In the weeks since the Supreme Court’s ruling, we’ve seen a first wave of polling trying to gauge where voters’ priorities now lie, and what that might mean for the upcoming elections. Early results suggest that concerns about abortion and women’s rights have surged, with Democrats’ attention particularly drawn to the issue. At the same time, they find the majority of voters’ focus has so far remained elsewhere.
What voters care about, and how those priorities influence their decisions, is too complicated to be fully captured in a single poll question. The degree to which voters personally care about an issue is different from the question of whether that issue will be decisive in an election, either by motivating someone to vote when they wouldn’t have otherwise, or by convincing them to vote for a different candidate than they would have otherwise. But comparing the answers to different questions can provide a broader, more nuanced, picture.
Here’s a look at several ways pollsters ask about election issues, what they can — and can’t — tell us about public opinion, and what some early data might suggest about how the aftermath of the Roe decision has played out so far.
THE QUESTION: Issue importance (for instance “How important is this issue to you?” or “How important is this issue to your vote?”)

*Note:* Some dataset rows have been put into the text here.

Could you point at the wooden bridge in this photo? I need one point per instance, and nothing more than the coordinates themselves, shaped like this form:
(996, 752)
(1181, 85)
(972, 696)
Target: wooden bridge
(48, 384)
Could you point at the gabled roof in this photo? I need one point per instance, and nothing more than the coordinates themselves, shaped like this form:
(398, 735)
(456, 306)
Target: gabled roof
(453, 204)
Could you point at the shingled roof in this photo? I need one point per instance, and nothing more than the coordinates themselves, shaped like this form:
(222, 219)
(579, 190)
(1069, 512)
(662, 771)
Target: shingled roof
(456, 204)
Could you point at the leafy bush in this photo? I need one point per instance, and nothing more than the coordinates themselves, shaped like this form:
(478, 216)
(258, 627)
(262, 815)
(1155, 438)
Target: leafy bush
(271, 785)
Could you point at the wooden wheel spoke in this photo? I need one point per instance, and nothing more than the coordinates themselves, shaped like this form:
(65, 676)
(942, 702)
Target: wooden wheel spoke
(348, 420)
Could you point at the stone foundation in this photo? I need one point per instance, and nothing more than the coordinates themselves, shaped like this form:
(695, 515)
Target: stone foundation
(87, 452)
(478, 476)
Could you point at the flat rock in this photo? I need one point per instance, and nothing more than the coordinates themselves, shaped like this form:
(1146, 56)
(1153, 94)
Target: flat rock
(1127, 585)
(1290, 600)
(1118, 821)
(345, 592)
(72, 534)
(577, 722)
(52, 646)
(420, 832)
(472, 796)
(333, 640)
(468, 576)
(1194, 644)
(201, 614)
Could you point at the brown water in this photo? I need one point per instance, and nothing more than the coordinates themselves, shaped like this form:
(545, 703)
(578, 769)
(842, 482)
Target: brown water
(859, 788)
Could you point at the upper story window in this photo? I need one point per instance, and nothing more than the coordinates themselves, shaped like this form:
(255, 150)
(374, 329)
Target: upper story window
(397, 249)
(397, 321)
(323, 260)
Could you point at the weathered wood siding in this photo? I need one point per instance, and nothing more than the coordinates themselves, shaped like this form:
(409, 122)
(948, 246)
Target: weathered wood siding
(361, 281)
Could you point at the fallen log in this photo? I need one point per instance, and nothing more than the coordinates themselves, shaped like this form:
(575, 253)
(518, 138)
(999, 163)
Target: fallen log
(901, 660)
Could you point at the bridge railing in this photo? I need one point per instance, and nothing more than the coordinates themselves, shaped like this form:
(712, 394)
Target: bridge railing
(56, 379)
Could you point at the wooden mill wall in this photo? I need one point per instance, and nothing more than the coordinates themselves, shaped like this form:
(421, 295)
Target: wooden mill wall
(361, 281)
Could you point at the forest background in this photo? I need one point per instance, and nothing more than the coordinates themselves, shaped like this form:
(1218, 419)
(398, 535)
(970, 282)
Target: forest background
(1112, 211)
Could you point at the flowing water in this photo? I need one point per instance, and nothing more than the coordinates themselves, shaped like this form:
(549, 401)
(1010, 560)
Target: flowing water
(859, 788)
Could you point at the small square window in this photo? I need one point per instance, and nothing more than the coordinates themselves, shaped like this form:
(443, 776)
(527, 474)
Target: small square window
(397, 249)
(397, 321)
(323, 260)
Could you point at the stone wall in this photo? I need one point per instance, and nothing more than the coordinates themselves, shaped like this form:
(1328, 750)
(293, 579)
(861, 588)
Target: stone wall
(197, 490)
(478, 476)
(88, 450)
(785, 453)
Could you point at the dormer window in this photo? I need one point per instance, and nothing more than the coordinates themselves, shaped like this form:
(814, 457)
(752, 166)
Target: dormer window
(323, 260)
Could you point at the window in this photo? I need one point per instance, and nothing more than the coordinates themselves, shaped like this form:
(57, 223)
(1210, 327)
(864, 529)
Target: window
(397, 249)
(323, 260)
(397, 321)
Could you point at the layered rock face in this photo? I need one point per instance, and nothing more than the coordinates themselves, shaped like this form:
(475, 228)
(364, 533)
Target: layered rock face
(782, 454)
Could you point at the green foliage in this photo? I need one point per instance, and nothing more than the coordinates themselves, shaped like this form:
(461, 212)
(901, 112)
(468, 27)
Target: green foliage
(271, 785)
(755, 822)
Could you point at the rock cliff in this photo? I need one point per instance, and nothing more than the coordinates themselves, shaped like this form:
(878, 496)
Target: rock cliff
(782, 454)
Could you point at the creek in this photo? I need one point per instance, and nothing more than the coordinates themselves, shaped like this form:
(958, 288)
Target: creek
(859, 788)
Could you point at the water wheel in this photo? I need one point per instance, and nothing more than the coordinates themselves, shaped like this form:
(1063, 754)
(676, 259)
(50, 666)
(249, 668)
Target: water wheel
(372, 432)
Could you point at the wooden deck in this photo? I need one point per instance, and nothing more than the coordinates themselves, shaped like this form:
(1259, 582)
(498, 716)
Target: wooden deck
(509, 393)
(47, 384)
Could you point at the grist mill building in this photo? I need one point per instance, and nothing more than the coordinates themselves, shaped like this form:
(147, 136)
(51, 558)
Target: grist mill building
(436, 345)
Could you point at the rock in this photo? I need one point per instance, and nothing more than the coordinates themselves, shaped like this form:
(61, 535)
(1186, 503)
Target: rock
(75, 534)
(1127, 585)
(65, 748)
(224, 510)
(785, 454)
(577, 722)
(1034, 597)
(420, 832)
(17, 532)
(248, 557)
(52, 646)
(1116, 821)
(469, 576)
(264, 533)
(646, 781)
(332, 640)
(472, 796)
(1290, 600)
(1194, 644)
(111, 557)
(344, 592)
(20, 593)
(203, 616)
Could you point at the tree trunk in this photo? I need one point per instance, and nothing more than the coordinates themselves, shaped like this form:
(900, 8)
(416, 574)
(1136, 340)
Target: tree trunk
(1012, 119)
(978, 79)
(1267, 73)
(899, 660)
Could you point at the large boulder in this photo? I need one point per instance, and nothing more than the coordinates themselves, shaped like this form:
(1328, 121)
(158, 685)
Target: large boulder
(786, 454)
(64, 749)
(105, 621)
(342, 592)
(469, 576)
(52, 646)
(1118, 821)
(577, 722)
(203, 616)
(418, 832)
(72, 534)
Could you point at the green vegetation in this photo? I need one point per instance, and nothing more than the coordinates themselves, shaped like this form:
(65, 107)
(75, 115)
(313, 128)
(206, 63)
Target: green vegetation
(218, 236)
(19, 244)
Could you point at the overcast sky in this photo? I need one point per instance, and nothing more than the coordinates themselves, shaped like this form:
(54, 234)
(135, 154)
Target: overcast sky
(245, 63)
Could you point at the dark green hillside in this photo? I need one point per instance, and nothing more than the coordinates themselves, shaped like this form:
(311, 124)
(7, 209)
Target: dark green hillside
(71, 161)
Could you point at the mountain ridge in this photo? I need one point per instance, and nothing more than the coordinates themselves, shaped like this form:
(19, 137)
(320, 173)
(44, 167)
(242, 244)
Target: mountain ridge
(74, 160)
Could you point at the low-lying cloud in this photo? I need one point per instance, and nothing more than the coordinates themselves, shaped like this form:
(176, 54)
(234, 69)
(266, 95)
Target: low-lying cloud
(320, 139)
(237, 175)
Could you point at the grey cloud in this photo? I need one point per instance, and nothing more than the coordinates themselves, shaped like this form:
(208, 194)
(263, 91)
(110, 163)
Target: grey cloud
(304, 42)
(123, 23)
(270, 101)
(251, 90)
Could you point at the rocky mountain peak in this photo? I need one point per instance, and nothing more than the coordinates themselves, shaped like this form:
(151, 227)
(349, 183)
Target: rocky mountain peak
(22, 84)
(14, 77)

The question can also expose meaningful divides or trends on an issue, revealing, for instance, that people who support a policy care much more about it than those who oppose it do, or that the share of people who care deeply about a topic has risen sharply in a short period of time.
As Gallup’s Lydia Saad and Megan Brenan noted, “The importance of gun policy and abortion to vote choice are by far the highest on record and may now be even higher given the events that transpired after the poll was completed.”
THE QUESTION: Top issue (for instance “Which of these issues are most important to you?” or “Which issues will be most important to your vote?”)
What it can tell us: Forcing people to choose which issues are at the top of their minds might be something of an artificial constraint — plenty of people care about multiple facets of American politics — but it also helps to give a sharper sense of where voters’ priorities lie at the time of the survey, and how they vary between blocs. Responses to this question also frequently reflect which issues campaigns are choosing to prioritize, and the extent to which those efforts are resonating with the public.
Even fewer voters, however, call abortion their No. 1 concern. In the New York Times/Siena poll, just 5% of registered voters name abortion or women’s rights as the single most important problem facing the country, ranking it behind the economy (20%), inflation (15%), democracy and political divisions (11%) and gun policies (10%).
THE QUESTION: Litmus test (for instance “Thinking about how this issue might affect your vote for major offices, would you only vote for a candidate who shares your views, consider a candidate’s position as just one of many important factors when voting, or not see it as a major issue?”)
It’s worth taking a closer look at which Republicans and Democrats now consider abortion a pivotal issue. In data provided by PRRI, the share of Americans viewing abortion as a litmus test was highest among those whose views were aligned with their party: 46% of Democrats who generally favor legal abortion and 39% among Republicans who generally oppose it, compared with just 16% among the Republican supporters of abortion rights. (There are too few anti-abortion Democrats to examine those numbers separately in the survey.) Among political independents, similar shares of abortion rights supporters (26%) and opponents (23%) say they’d only vote for a candidate who shared their views on the issue.
THE QUESTION: Relative likelihood of voting (for instance “Does the news about this issue make you more or less likely to vote in the upcoming election?”)
What it tells us: While the litmus test question aims to capture how likely people are to base their vote solely on a particular issue, this question attempts to gauge how the latest news about an issue might affect people’s likelihood of turning out to vote at all.
Unfortunately, it’s not a simple or intuitive question. To answer it literally, respondents would have to work through a series of complicated mental math: remembering how likely they’d previously thought they were to vote, considering the impact of the news on their motivation level, and calculating the relative difference (“before, there was only a 76% chance that I’d vote, but now it’s 83% at least!”)
That disparity is a good reason to take those answers with a grain of salt. But it is worth noting that in both questions, Democrats were significantly likelier than Republicans to say the issue increased their chances of voting. That doesn’t necessarily predict much about turnout, but it’s yet another sign that this issue is one that’s resonating far more strongly among Democrats.